I'm a little embarrassed to admit that I don't pay a lot of attention to history. If it happened longer than 10 minutes ago and wasn't reported in People magazine, chances are I'm not going to win that round of Trivial Pursuit. But when I go to a place where there is an important story about the people and culture, I like to know about that story.

I obviously knew a war took place involving America and Vietnam, but I couldn't have told you who we were fighting for or against and why. (I guarantee my dad and my Uncle Bill just let out simultaneous groans of disappointment as they were reading this). By the time we touched down in Hanoi after a 2 hour flight and a thorough Lonely Planet history lesson, I was feeling pretty dejected about what went down at the hands of America and a little bit nervous about how the people of Vietnam were feeling about that now. While I didn't have a chance to really dig into the national psyche with the locals, nobody egged us or called us names that we understood, so I took that as a good sign. What is clear from conversation, artwork and history itself is that the Vietnamese are incredibly resilient and proud of how hard they've fought centuries of invaders to finally claim their own land and government.
Hoa Lo Prison, aka "The Hanoi Hilton"
Given my aforementioned historical ignorance, I also didn't know much about the Hoa Lo Prison before we strolled in there. The prison was built by the French during their occupation in the late 1800s to show the Vietnamese revolutionaries who's boss. It was later used to imprison captured POWs, including John McCain, who spent more than 5 years there. It's the kind of place where you can feel the energy of torture and pain in the walls, similar to what I remember feeling when visiting concentration camps in Europe.

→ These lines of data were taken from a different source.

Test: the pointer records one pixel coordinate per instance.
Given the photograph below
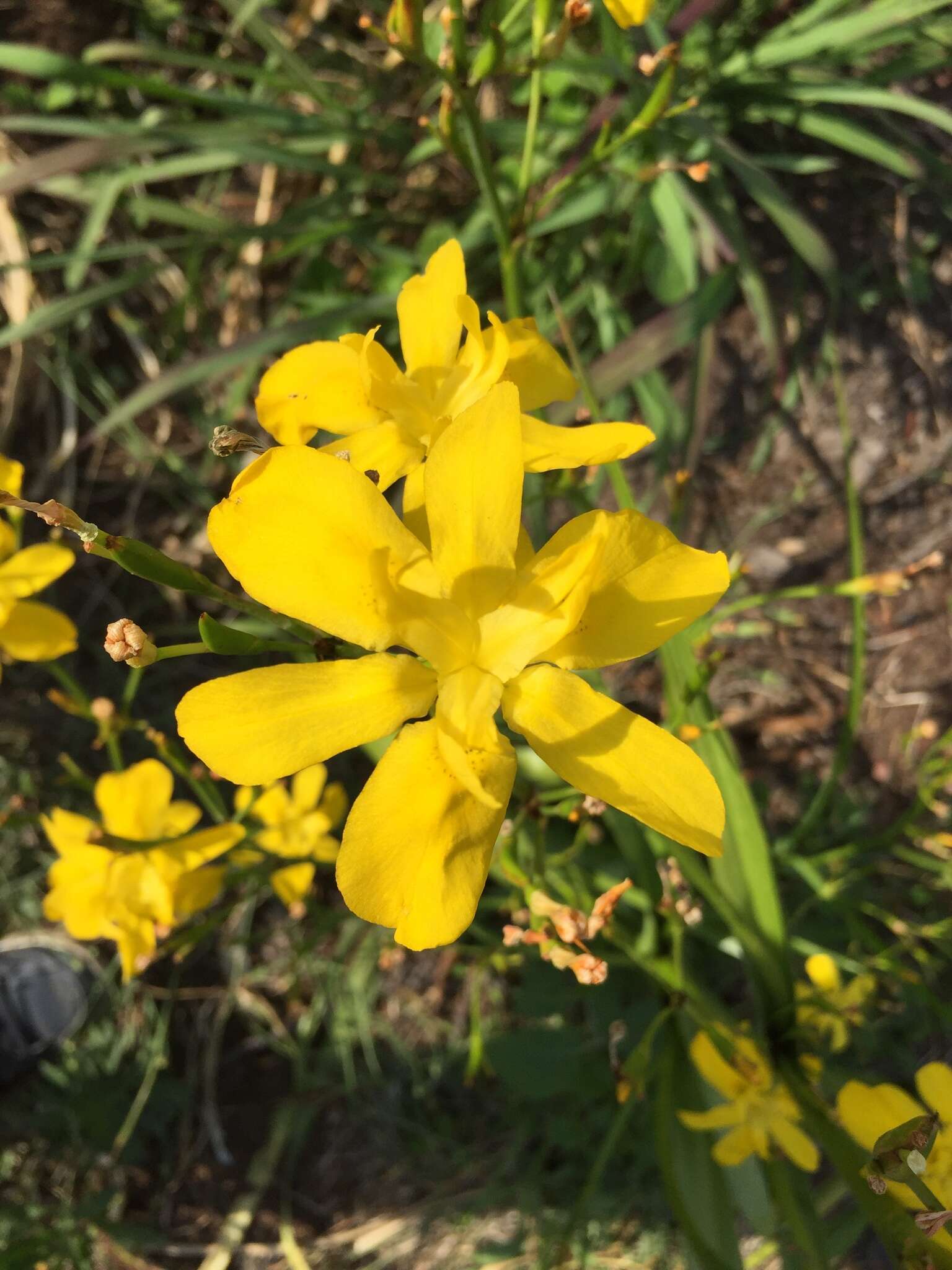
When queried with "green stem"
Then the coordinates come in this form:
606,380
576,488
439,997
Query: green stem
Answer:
205,791
483,168
607,1148
163,654
540,24
857,665
624,497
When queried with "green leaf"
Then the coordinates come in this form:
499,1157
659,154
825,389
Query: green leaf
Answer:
870,98
843,133
58,313
803,235
696,1188
658,339
213,366
838,35
744,874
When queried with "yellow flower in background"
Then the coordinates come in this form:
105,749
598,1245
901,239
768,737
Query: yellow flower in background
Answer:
759,1114
495,625
103,892
296,825
870,1110
391,418
630,13
827,1008
30,631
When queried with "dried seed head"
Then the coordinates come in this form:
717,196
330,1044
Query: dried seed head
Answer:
126,642
227,441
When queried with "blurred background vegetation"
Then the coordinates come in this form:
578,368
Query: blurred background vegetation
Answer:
748,248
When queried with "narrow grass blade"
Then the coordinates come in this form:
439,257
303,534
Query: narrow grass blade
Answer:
58,313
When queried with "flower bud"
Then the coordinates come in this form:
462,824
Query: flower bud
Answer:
128,643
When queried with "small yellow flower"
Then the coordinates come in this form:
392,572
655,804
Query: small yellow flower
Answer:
760,1113
100,892
391,418
296,825
493,623
30,631
870,1110
630,13
826,1006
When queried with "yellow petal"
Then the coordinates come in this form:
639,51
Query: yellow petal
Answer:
307,786
262,724
11,475
465,708
718,1118
823,972
630,13
27,572
868,1110
180,818
198,849
546,447
37,633
312,538
66,831
386,450
414,507
935,1086
545,603
534,366
715,1068
735,1146
314,386
479,367
795,1145
416,845
428,315
77,892
646,587
604,750
474,500
293,884
135,940
135,803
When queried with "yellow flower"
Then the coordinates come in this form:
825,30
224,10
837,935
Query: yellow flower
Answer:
760,1112
99,892
826,1006
630,13
495,624
870,1110
298,825
390,418
30,631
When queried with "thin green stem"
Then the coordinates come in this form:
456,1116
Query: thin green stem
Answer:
205,791
483,168
540,24
607,1148
616,475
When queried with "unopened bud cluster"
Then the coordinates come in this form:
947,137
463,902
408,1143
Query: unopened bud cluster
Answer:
126,642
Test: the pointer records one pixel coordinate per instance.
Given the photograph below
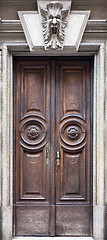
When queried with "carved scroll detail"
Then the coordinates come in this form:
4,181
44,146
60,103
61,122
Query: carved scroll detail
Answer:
54,22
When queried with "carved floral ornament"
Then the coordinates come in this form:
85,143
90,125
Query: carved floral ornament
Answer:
54,22
54,26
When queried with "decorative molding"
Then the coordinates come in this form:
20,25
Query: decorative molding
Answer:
72,132
73,35
54,22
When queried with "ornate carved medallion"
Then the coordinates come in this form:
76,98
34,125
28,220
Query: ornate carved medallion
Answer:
32,132
72,132
54,22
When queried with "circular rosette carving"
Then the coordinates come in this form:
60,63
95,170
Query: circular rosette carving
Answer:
72,132
32,132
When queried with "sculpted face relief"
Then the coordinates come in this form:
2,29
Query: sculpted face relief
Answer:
54,22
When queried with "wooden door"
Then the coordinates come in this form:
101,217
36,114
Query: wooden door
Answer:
52,147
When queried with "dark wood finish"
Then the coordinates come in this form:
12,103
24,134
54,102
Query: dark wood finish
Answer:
53,104
73,176
32,128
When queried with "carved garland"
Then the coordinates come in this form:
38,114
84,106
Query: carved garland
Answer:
54,23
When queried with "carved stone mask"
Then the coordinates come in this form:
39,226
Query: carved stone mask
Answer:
54,23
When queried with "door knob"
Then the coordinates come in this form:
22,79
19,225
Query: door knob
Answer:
58,158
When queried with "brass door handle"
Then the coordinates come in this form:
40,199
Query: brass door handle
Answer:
58,158
47,153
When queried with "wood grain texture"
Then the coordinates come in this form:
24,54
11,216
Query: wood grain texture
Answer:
53,104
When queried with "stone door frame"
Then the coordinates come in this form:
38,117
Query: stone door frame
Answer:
6,167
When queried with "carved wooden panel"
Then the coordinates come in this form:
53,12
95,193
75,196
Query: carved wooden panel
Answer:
73,174
31,134
52,104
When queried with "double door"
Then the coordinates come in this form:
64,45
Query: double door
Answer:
52,147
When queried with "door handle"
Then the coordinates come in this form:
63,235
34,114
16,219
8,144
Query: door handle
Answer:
58,158
47,153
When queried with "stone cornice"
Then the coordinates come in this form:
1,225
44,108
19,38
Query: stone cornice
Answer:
93,26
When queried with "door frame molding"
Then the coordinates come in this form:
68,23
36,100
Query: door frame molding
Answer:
6,167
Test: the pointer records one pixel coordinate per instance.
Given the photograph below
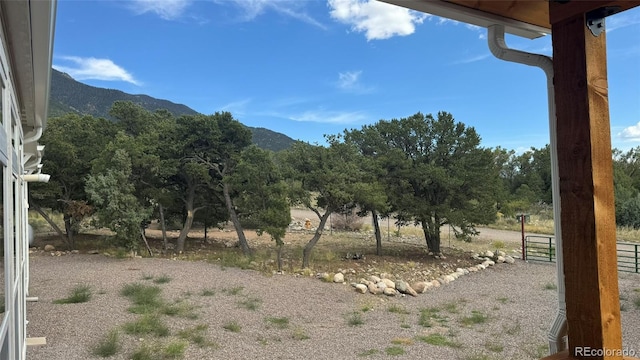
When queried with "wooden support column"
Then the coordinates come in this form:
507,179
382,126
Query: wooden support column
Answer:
586,187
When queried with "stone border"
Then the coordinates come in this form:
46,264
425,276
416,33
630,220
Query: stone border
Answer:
381,284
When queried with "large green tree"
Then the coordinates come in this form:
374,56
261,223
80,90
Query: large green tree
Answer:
372,198
71,144
323,179
437,174
118,209
221,155
260,195
192,183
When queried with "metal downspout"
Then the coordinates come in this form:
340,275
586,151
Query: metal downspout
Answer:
500,50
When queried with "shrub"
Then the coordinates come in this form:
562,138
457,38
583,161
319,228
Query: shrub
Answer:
108,346
79,294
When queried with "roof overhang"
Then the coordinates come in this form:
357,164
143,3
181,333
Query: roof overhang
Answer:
29,30
526,18
485,13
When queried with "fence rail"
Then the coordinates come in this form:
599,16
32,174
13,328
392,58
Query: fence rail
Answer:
543,248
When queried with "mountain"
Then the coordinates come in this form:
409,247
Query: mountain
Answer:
68,95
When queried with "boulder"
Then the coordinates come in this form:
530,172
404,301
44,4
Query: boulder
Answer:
361,288
389,283
389,292
375,290
420,287
405,288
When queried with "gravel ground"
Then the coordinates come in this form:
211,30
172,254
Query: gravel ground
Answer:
513,297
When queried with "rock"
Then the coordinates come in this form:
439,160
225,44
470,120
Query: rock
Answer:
361,288
389,292
420,287
389,283
405,288
374,289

A prison cell at Hoa . Photo cred: Dylan
As we were looking at the photo of McCain's capture, an American man nearby started chatting with us. It turns out that his father was also a POW and spent 6 years at Hoa Lo. His first 22 months there were spent in isolation. 22 months in isolation. In a cell with no natural light with his feet shackled at one end, where the floor sloped downward so that his head was always filled with blood, an added layer of torture. These are things you can read about, I'm sure, but hearing it from the son of this man, while standing in the very place it happened, made the story of this prison and the war particularly vivid. He remembers being a 12-year old boy and finding out that his dad's plane had been shot down over a rice field. 6 years later, he found out his father was alive when he was released. He's spent a considerable part of his life researching and documenting the stories of the POWs at Hoa Lo. I don't know this man's name, but he left a deeper impression on my historical knowledge than any middle school history teacher I had.
The photo of McCain's capture
I have a feeling when my kids get to the lesson on the Vietnam War in school at some point, they're going to retain a lot more than I did, purely for having the sensory context of standing in the places that these events took place. They might even have the good sense to raise their hands and say something like "...actually, in Vietnam, they call it the American War".

What the Kids Noticed...
(Tyler) I was scared to look in the doors because I didn't know if there was a real skeleton or plastic. Any type of skeleton scares me except paper ones or fake ones. I was about to take a picture through the hole in a door and then I saw a head in the phone. It was so creepy. The prison is impossible to escape except some people did but they didn't tell us how. How did they get out of the door and into the sewer? I think they went into the sewer under their bed. Only really skinny guys could do it. I feel like the prisoners must have been bored and painful. Bored because there was nothing to do except talk and painful because their feet were trapped in a cuff most of the day.
The sewer that a handful of prisoners escaped through
(Dylan) We went to a prison. We saw statues of people in the prison. It looked painful. Some of the women had babies when they were in prison. They stayed in cuffs all day. They didn't get to eat a lot. They were very hungry. The prison guards did not treat them well. They had to dress in certain clothes and there were different types of clothes. They looked bored because they didn't have anything to do except talk to each other and lay down. It looked scary.

(Max) I saw the thing where they cut off your head (the guillotine). And on TV I saw a house that can explode (a display on Americans bombing Hanoi during the war). And we saw beds (where prisoners slept). There were people who escaped through an underground thing (a sewer). So basically people broke the bars and they escaped. The bars were kind of like fences.